Roman demoluje do końca i tak mocno zdemolowane biuro, a Matylda wyrusza na wieś, by tam prowadzić obserwację. Jej klientem jest ni mniej, ni więcej tylko była szefowa: Salomea Gwint. No cóż, żadne pieniądze nie śmierdzą, szczególnie gdy jest ich niewiele. Salomea autorytarnie postanowiła, że Matylda zamieszka w gospodarstwie agroturystycznym, które zwie się: Na Plebanii. Zapomniała tylko dodać, że faktycznie mieści się na plebanii, a Matyldzie jakoś nie po drodze z Kościołem…
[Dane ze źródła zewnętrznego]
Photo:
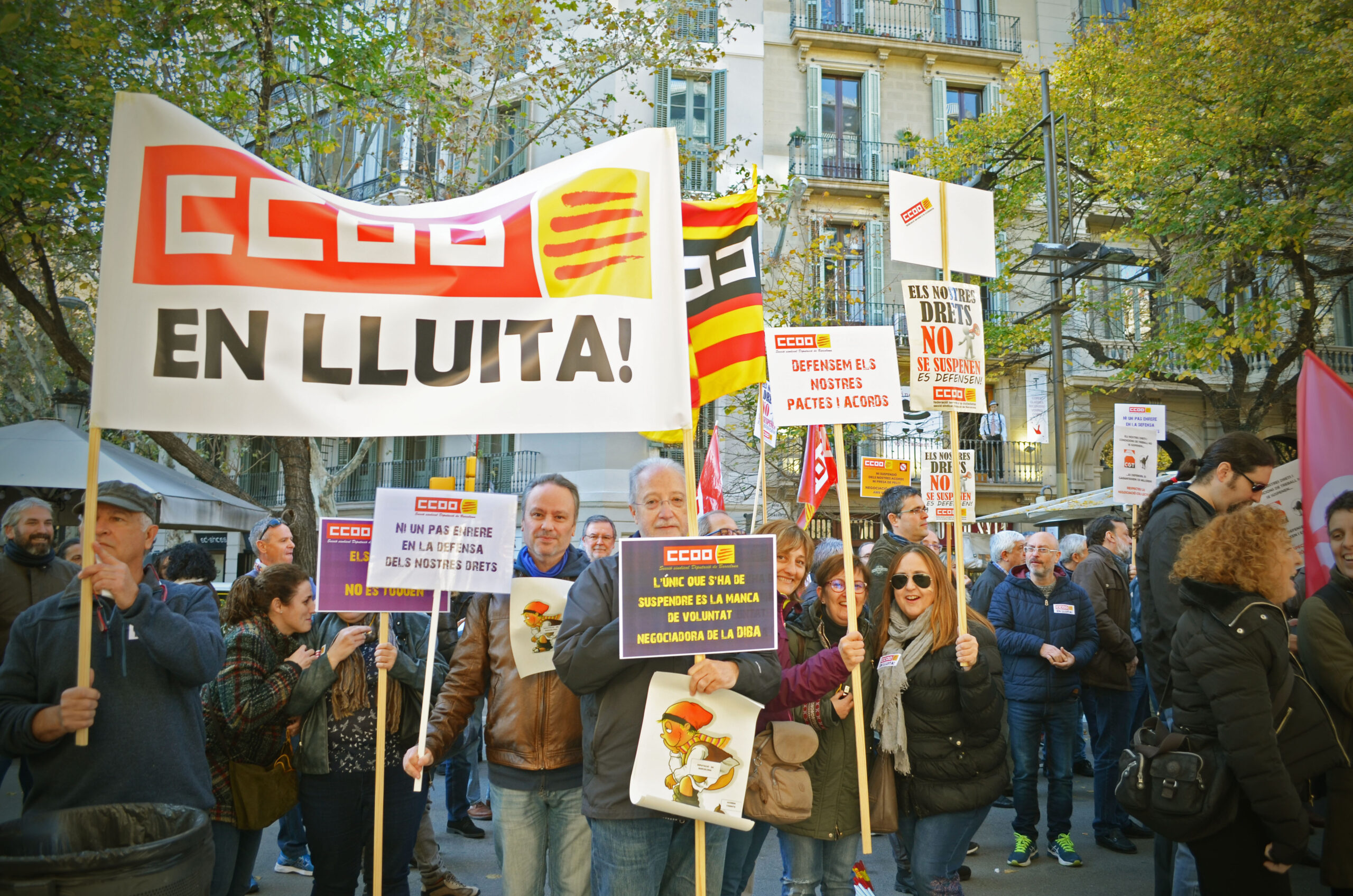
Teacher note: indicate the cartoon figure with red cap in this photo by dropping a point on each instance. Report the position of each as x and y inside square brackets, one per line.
[699, 762]
[543, 627]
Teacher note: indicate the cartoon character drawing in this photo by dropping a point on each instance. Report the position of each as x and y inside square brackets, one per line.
[699, 762]
[543, 627]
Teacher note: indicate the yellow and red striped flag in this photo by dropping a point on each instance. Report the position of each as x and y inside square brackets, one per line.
[724, 324]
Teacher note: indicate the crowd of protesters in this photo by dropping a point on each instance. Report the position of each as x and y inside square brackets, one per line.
[266, 711]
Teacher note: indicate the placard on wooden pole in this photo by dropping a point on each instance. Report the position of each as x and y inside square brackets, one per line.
[91, 519]
[849, 574]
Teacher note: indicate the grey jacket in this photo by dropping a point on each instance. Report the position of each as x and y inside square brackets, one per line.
[613, 690]
[148, 742]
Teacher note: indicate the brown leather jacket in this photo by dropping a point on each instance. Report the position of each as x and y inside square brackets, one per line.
[532, 723]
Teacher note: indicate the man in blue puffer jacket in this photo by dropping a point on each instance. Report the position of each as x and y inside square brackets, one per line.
[1045, 627]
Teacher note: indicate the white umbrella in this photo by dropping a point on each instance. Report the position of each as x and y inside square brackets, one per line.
[51, 454]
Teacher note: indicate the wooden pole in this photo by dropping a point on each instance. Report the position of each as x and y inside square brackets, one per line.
[849, 573]
[953, 443]
[378, 834]
[688, 454]
[91, 519]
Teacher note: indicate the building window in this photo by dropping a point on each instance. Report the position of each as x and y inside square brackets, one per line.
[844, 273]
[962, 103]
[841, 126]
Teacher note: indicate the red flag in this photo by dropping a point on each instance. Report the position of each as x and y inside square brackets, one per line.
[709, 493]
[819, 474]
[1323, 434]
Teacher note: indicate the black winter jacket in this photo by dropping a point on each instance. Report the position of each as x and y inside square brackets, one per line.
[1176, 514]
[1229, 662]
[954, 731]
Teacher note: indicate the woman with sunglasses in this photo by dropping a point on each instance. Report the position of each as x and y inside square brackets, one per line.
[938, 712]
[822, 851]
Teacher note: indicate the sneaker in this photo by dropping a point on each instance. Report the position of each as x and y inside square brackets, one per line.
[1064, 852]
[1025, 852]
[466, 829]
[294, 866]
[448, 885]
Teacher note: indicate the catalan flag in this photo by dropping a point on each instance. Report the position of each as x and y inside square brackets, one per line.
[724, 325]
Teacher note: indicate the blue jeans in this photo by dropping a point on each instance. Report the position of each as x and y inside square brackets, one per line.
[236, 854]
[811, 863]
[543, 825]
[653, 857]
[1113, 731]
[937, 846]
[1059, 724]
[740, 857]
[340, 813]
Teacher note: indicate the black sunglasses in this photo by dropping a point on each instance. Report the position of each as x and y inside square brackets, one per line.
[899, 581]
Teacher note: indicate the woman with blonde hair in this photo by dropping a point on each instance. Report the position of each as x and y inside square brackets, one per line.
[1231, 675]
[938, 712]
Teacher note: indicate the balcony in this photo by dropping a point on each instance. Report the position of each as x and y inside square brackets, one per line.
[503, 473]
[849, 159]
[909, 22]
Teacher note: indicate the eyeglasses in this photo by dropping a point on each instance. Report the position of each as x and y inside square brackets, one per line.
[675, 504]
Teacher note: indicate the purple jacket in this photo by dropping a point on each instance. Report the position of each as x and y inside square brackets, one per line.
[805, 683]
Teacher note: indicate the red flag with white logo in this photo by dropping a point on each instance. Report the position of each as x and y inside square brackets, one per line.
[1323, 434]
[819, 474]
[709, 493]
Zlecenie początkowo wydaje się proste. Obserwować męża Salomei (którego ta nie wdziała od piętnastu lat) i znaleźć na niego jakiegoś haka, bo pora się rozwieść, ale z jego winy, bez podziału majątku. Niby proste, ale… po pierwsze w życiu Matyldy nic nie jest proste, po drugie – szybko okaże się, że sprawa zwyczajnie śmierdzi. Coś tu jest mocno nie tak, a Matylda bardzo nie lubi, jak ktoś ją robi w trąbę. Nie negując poleceń Salomei, sama robi więcej, niż do niej należy…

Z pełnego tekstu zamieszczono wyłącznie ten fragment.